Despite its remote Himalyan heights, Tibet borders are porous: ethnic Tibetans, Han, Mongols, Nepalese, Indians, and other Asian ethnicities freely traveled back and forth for centuries. In fact, historically, battles between Tibetan armies and Chinese armies raged from Kashgar, Xinjiang over the Tibetan Plateau into Kashmir, India.

It was Westerners who view Tibet in a Shangri-La like isolation, and thus its impenetrability was more a deeply held Western belief and illusion than reality.

Moreover, with their overlapping history, inter-marriage and miscegenation was not an uncommon occurrence. Tang Princess Wencheng married Tibetan King Songtsen Gampo in 640 and gave birth to children. She is credited with introducing Buddhism to Tibet and the Jowo Buddhas that she gifted to Tibet is Tibetan Buddhism's most revered Buddha.  The Jowo is housed in Tibetan Buddhism's most holy temple in the Barhhor Plaza. She brought along her own Han court who stayed with her in Tibet for the rest of her life, many who also intermarried with Tibetans.

In 775-779, King Trison Detsen build the first major Tibetan Buddhist monastery in Samye.  The first floor is Tibetan, the second floor is Chinese, and the third floor is Indian.  Over the years, many Chinese Buddhist monks traveled to Tibet and stayed for vaious periods to teach Buddhism.

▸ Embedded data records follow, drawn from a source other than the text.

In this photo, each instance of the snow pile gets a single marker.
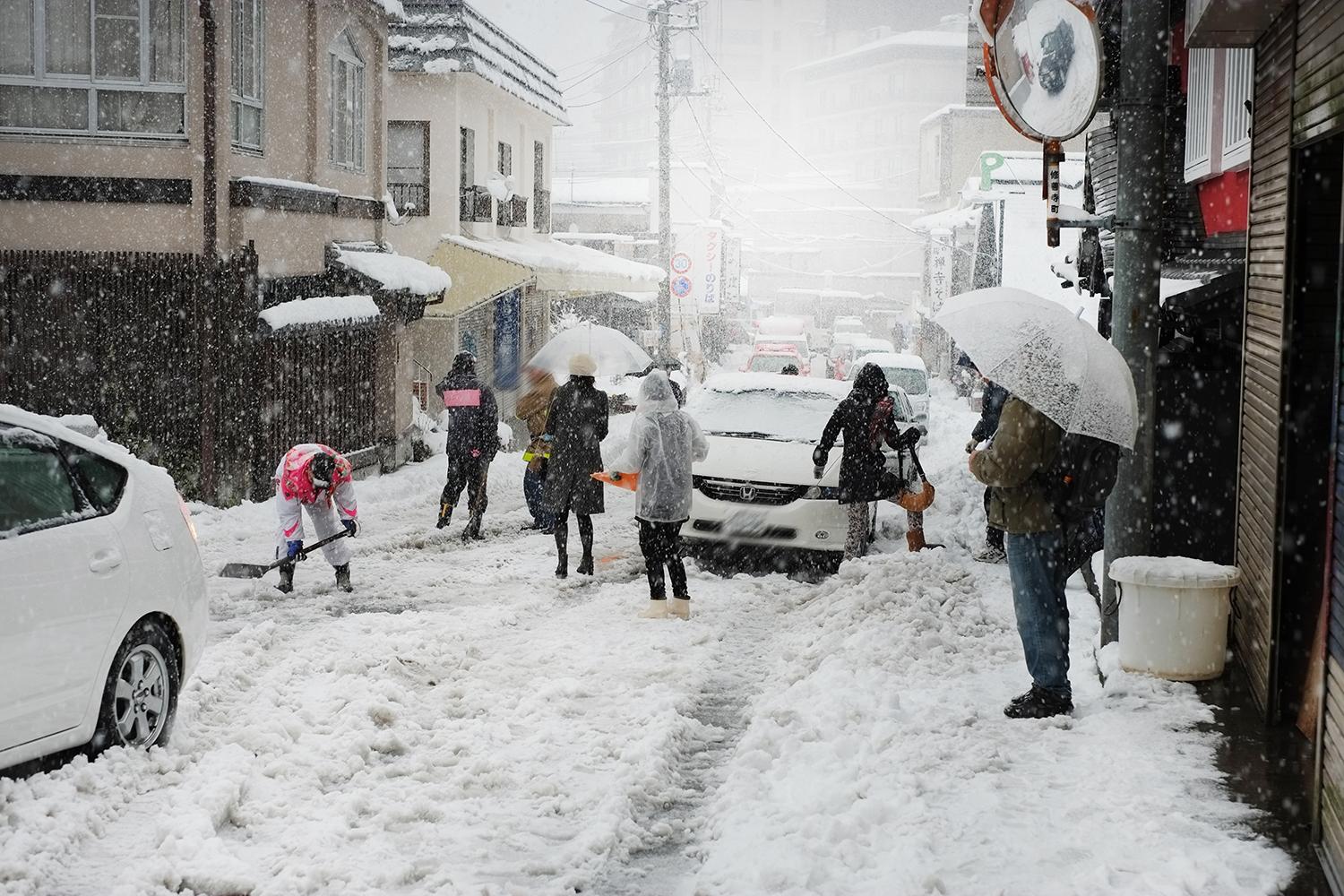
(323, 309)
(397, 271)
(879, 761)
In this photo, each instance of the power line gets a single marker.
(808, 161)
(623, 89)
(615, 13)
(599, 70)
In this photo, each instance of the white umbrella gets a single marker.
(615, 352)
(1046, 357)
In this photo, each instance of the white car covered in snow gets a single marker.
(102, 595)
(757, 487)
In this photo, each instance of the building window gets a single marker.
(467, 169)
(108, 67)
(347, 104)
(408, 166)
(246, 86)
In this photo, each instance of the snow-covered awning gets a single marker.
(322, 309)
(487, 268)
(394, 271)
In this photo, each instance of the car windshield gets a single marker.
(771, 363)
(766, 414)
(908, 378)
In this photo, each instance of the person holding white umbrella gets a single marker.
(1051, 461)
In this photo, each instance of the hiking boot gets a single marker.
(989, 554)
(1038, 704)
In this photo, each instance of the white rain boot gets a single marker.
(656, 610)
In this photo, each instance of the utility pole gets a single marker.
(664, 308)
(1142, 131)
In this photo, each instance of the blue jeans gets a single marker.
(1038, 597)
(532, 487)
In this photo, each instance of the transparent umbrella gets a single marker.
(1040, 352)
(615, 352)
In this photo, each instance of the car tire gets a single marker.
(140, 697)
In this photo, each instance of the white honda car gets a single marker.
(102, 595)
(757, 487)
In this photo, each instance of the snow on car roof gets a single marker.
(892, 359)
(776, 383)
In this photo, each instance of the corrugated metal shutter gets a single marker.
(1331, 798)
(1319, 77)
(1257, 493)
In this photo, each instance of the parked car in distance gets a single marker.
(903, 371)
(771, 358)
(757, 487)
(102, 595)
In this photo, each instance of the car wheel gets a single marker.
(140, 697)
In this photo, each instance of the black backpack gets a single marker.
(1081, 477)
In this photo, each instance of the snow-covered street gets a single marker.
(465, 724)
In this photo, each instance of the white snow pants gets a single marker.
(325, 522)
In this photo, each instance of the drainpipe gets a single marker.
(209, 113)
(1140, 128)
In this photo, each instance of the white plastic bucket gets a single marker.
(1174, 616)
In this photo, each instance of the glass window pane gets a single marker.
(67, 37)
(139, 112)
(34, 485)
(45, 108)
(16, 37)
(166, 42)
(117, 43)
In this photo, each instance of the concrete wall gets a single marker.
(296, 147)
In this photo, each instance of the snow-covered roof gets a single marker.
(395, 271)
(444, 37)
(949, 220)
(562, 266)
(323, 309)
(604, 191)
(892, 46)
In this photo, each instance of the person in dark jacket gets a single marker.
(866, 418)
(472, 443)
(574, 429)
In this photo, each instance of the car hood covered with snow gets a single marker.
(733, 457)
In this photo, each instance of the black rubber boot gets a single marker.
(1038, 704)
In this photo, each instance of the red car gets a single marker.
(771, 358)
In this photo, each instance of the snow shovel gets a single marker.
(257, 570)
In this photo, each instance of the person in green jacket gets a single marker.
(1021, 450)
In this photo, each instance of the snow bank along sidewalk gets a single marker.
(878, 761)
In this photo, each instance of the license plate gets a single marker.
(745, 522)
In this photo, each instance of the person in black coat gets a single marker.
(472, 441)
(575, 429)
(991, 409)
(866, 418)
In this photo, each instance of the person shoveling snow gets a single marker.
(319, 479)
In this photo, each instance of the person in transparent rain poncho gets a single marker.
(664, 444)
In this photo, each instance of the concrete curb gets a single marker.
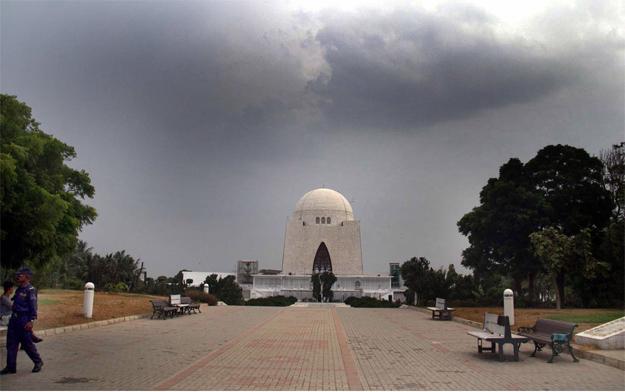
(77, 327)
(594, 356)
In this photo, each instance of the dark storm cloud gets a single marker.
(202, 123)
(410, 68)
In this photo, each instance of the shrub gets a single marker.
(116, 288)
(200, 296)
(278, 300)
(369, 302)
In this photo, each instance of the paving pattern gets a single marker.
(294, 348)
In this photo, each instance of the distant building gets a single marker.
(245, 270)
(322, 235)
(395, 272)
(198, 278)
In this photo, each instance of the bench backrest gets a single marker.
(490, 322)
(554, 326)
(158, 304)
(174, 299)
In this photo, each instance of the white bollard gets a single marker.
(87, 307)
(508, 305)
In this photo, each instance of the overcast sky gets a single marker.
(202, 123)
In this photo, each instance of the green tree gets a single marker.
(614, 177)
(41, 207)
(316, 282)
(225, 289)
(561, 254)
(571, 183)
(498, 229)
(417, 276)
(327, 280)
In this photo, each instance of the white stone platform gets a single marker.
(608, 336)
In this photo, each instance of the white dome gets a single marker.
(324, 201)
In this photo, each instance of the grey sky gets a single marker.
(202, 123)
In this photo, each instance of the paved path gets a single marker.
(295, 348)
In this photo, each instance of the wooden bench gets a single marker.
(556, 334)
(496, 330)
(440, 310)
(192, 306)
(162, 310)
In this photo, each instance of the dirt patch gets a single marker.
(527, 317)
(58, 308)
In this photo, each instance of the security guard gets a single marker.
(21, 323)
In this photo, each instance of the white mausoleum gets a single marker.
(322, 235)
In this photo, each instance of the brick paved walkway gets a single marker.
(255, 348)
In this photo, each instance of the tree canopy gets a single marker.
(554, 215)
(42, 199)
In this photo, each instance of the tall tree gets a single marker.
(41, 206)
(562, 253)
(417, 276)
(499, 228)
(571, 182)
(614, 177)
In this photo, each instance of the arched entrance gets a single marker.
(322, 262)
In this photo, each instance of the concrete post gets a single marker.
(508, 305)
(87, 307)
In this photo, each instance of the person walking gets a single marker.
(6, 304)
(21, 323)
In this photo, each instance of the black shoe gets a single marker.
(38, 367)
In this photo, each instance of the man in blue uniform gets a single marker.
(21, 323)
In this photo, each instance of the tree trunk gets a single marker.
(516, 285)
(558, 300)
(560, 286)
(531, 289)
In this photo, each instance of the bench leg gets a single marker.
(571, 352)
(517, 346)
(555, 350)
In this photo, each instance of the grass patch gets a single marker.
(47, 301)
(592, 318)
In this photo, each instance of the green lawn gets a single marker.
(47, 301)
(592, 318)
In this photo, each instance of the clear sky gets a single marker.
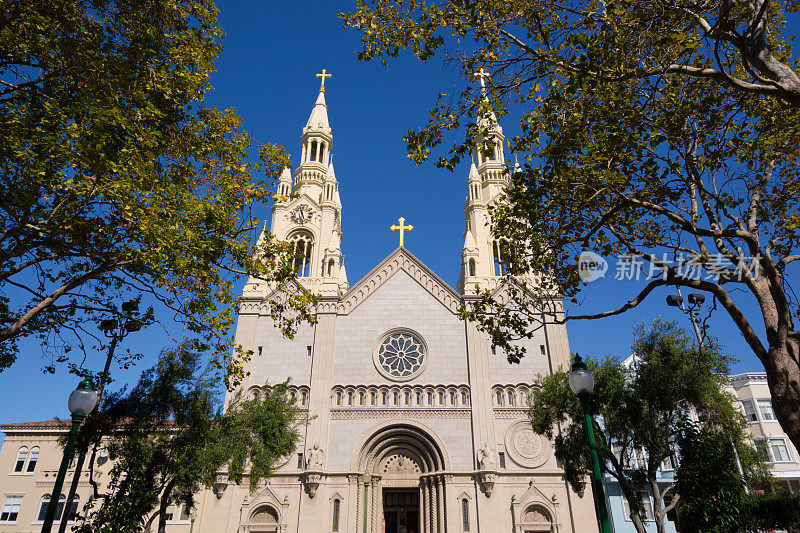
(272, 52)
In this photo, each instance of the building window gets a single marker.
(302, 246)
(780, 452)
(765, 407)
(22, 454)
(10, 508)
(500, 263)
(335, 525)
(645, 504)
(59, 508)
(33, 459)
(749, 410)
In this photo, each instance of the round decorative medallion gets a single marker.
(401, 355)
(525, 447)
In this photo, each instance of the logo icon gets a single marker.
(591, 266)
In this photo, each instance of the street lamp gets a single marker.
(581, 382)
(81, 403)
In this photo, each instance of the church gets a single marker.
(416, 424)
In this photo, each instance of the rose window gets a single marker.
(401, 355)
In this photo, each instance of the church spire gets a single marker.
(317, 141)
(480, 257)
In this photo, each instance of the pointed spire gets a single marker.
(469, 242)
(331, 175)
(318, 120)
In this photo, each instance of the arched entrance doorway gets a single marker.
(404, 488)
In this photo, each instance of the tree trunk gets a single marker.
(162, 509)
(783, 378)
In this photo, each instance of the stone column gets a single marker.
(377, 504)
(440, 504)
(423, 506)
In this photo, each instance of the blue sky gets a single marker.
(267, 72)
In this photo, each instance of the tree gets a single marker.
(662, 133)
(168, 440)
(115, 178)
(642, 411)
(715, 499)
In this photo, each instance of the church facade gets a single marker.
(415, 423)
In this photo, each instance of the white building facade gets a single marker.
(415, 423)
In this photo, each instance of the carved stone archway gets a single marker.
(402, 455)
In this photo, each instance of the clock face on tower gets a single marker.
(302, 214)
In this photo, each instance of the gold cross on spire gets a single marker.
(481, 75)
(323, 76)
(401, 228)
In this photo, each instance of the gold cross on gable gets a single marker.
(323, 76)
(401, 228)
(482, 75)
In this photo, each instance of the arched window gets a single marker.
(34, 458)
(302, 246)
(335, 525)
(499, 257)
(22, 454)
(265, 515)
(313, 151)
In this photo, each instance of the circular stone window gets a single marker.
(401, 355)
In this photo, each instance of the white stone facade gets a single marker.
(439, 443)
(446, 447)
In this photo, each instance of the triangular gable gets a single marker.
(400, 259)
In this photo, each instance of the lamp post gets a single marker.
(581, 382)
(81, 402)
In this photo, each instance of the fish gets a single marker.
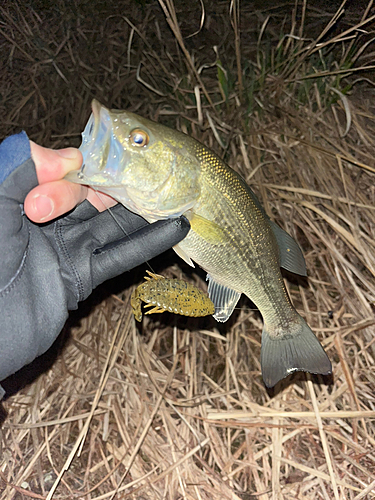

Traders and other commercially enterprising Tibetan and Han traveled freely in and out of Tibet for centuries. The centuries old Tea Route (also known as Southern Silk Route) started from Yunnan and traversed through Tibet into Nepal, India, and beyond.

Miscegenation was particularly pronounced during the Qing Dynasty, when thousands of Han soldiers were garrisoned for years in Lhasa and in other major cities of the Tibetan Plateau.

To a large extent, from a DNA viewpoint, the categories of ethnic Tibetan vs. Han are a bit misleading as they imply distinctly different racial groups, as distinct as say, African Americans from European Americans. Ethnic Han, Tibetans, Mongols, and Manchu have an overlapping history.  Separate, but yet the two cultures shared Buddhist teachings, culture,  medicine, art, technology and food. Their bloodlines have cross-mixed over the centuries.

A DNA identification project would go a long way to clarify the trope of isolation, separation, and ethnic Tibetan "purity."  Some DNA studies indicate a common DNA matrix, but given the polarization around this issue, more research would be helpful to settle it one way or the other.  But in a globalizing world, why would this matter - it's smacks of eugenics, a kind of aryanization of one ethnic group to discredit another.

Note - Personal: Anecdotally, in Fall 2009, I started teaching at the Central University of National-Minorities, including a large number of Tibetans. I was mistaken by a Tibetan student on the first day as Tibetan and although an a third-generation American, I am 100% ethnic Han!   As a volunteer tutor  toTibetan university students in an oral “English Corner”, I was once again mistaken for being Tibetan. This happened often during my visit to Tibet as well.  I  am genetically “pure Han"- whatever that mongrel pedigree of "pure Han" might be.